Preimplantation genetic diagnosis for severe albright hereditary osteodystrophy

Context: Preimplantation genetic diagnosis (PGD) enables the selection of embryos without mutations for implantation and has not been described to our knowledge for mutations in GNAS. Phocomelia in a patient with Albright hereditary osteodystrophy (AHO) has also not been previously described. Objective: The aim of this study was to identify a GNAS mutation in a patient with a severe form of AHO and pseudohypoparathyroidism type 1a with phocomelia and to perform PGD on embryos derived by in vitro fertilization to deliver an unaffected infant. Design: A proband and his family are described clinically, the GNAS gene was sequenced to identify a novel mutation in the proband, and PGD was performed on embryos. Setting: The setting was in a tertiary-care hospital.

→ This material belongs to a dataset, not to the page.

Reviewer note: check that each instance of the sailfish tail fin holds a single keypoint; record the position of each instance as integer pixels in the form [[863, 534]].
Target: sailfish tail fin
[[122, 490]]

Patients: The patients were from a single family in which the proband has a severe form of AHO. Interventions: Interventions were PGD and in vitro fertilization. Main Outcome Measures: The main outcome measures were the clinical phenotypes and GNAS gene sequences of the proband, embryos, and family members. Results: After PGD, three genotypically normal embryos were transferred back to the mother. Pregnancy ensued, and a healthy male infant was delivered at 36.5 wk gestation. The GNAS genes in the baby were confirmed as wild-type, and the infant is free of any signs of AHO. Conclusions: We describe herein a proband with AHO and severe skeletal deformities (including phocomelia) related to a novel GNAS mutation and the delivery of a male infant with homozygous normal GNAS genotype after PGD.